Investigation of Nd3+:Y2Si2O7 Phosphors Using Photoluminescence and Positron Annihilation Lifetime Spectroscopy

Abstract

Neodymium-doped Y2Si2O7 nanopowders were synthesized by sol-gel and annealed under varying annealing temperature conditions. The phase transformation of Y2Si2O7 and the crystalline size change were observed with annealing temperature. Photoluminescence and the decay patterns of the 4F3/2→ 4I9/2, 4I11/2, and 4I13/2 transitions were examined to reveal the spectroscopic characteristics of the powders.
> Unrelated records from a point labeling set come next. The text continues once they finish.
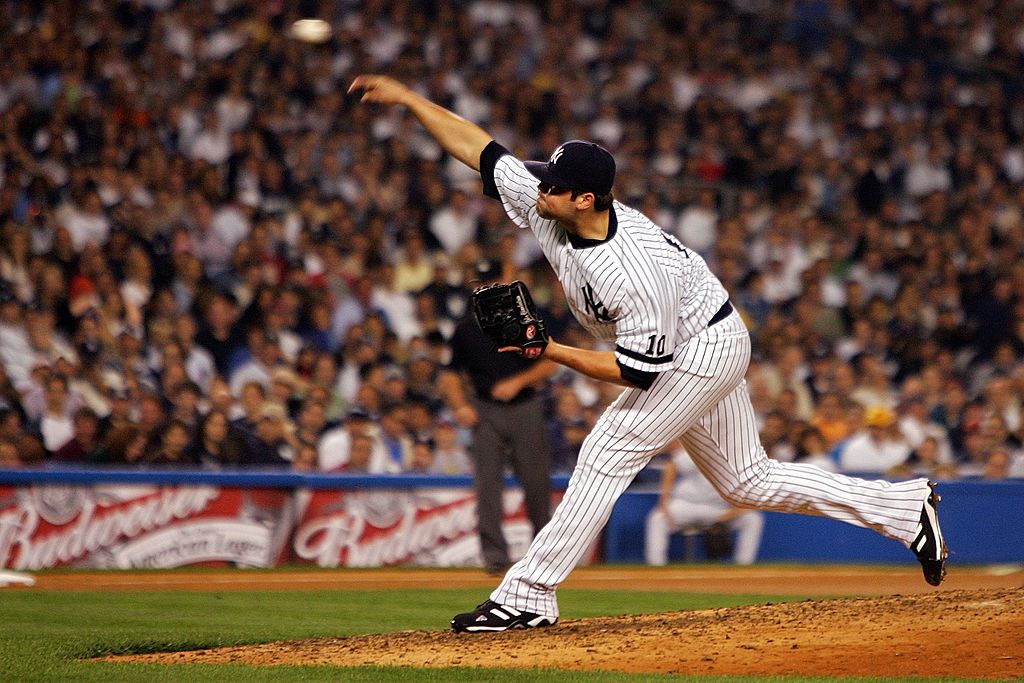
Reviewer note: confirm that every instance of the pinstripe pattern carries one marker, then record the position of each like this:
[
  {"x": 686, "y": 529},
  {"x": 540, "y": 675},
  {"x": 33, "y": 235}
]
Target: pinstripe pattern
[{"x": 652, "y": 286}]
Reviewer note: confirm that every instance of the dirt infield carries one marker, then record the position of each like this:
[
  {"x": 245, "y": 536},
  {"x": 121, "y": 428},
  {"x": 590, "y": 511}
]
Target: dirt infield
[{"x": 972, "y": 627}]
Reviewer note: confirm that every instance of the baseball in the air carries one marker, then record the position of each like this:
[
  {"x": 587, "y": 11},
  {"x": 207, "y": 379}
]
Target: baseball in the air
[{"x": 311, "y": 31}]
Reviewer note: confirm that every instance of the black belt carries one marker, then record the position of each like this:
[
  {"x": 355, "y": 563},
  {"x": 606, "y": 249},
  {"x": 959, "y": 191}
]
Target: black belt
[{"x": 722, "y": 313}]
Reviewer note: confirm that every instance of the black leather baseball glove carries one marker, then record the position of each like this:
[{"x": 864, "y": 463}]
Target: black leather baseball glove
[{"x": 505, "y": 312}]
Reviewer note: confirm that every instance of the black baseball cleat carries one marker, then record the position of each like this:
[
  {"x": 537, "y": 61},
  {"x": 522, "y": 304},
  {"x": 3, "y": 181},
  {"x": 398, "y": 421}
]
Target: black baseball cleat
[
  {"x": 491, "y": 616},
  {"x": 929, "y": 545}
]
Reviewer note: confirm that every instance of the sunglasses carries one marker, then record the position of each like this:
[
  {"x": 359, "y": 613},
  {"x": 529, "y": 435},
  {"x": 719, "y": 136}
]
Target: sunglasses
[{"x": 553, "y": 189}]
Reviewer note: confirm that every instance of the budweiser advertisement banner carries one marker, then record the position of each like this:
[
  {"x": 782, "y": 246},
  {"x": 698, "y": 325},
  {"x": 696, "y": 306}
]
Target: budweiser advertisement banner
[{"x": 143, "y": 526}]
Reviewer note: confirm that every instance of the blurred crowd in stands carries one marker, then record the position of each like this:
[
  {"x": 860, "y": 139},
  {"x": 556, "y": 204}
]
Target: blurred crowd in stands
[{"x": 211, "y": 257}]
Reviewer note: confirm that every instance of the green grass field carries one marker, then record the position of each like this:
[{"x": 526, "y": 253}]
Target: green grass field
[{"x": 46, "y": 636}]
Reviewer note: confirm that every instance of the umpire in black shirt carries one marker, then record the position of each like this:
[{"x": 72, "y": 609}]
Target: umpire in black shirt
[{"x": 506, "y": 413}]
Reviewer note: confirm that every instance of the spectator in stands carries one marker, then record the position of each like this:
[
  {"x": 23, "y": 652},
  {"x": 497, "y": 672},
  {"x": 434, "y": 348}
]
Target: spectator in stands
[
  {"x": 84, "y": 445},
  {"x": 335, "y": 445},
  {"x": 812, "y": 449},
  {"x": 217, "y": 442},
  {"x": 9, "y": 455},
  {"x": 55, "y": 424},
  {"x": 273, "y": 441},
  {"x": 450, "y": 455},
  {"x": 172, "y": 449},
  {"x": 878, "y": 447}
]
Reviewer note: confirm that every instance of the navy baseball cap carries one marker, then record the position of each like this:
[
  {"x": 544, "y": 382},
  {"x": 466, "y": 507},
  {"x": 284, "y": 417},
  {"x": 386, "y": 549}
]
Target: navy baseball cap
[{"x": 578, "y": 165}]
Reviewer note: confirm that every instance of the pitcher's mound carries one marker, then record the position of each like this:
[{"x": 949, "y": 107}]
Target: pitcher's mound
[{"x": 978, "y": 634}]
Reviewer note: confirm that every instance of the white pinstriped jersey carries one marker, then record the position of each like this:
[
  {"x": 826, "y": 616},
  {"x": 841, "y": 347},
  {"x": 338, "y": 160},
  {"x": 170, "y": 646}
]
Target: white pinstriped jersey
[{"x": 639, "y": 287}]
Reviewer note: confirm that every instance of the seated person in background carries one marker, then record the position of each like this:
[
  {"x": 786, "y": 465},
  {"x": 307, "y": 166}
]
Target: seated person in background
[
  {"x": 84, "y": 445},
  {"x": 451, "y": 457},
  {"x": 9, "y": 458},
  {"x": 878, "y": 446},
  {"x": 421, "y": 459},
  {"x": 688, "y": 499},
  {"x": 812, "y": 449},
  {"x": 359, "y": 455},
  {"x": 173, "y": 451}
]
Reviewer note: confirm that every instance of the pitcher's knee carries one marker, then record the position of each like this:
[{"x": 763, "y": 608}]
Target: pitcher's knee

The spectral outputs of Nd3+:Y2Si2O7 phosphors remain strongly connected to the phase properties of Y2Si2O7. The positron lifetimes (τ 2, τ 3, and τ 4) and intensities (I 2, I 3, and I 4) obtained by positron annihilation lifetime spectroscopy were discussed for neodymium-doped Y2Si2O7 phosphors to relate the structural and boundary changes in terms of the phases and molar contents of the Nd3+ ions. The τ 2 and I 2 components were related to the structural open space in the grain, the τ 3 and I 3 components were correlated with vacancy-like defects in the grain boundaries, and the τ 4 and I 4 components were associated with vacancy defects in the grain, together with the effect of the increasing content of the Nd3+ ions.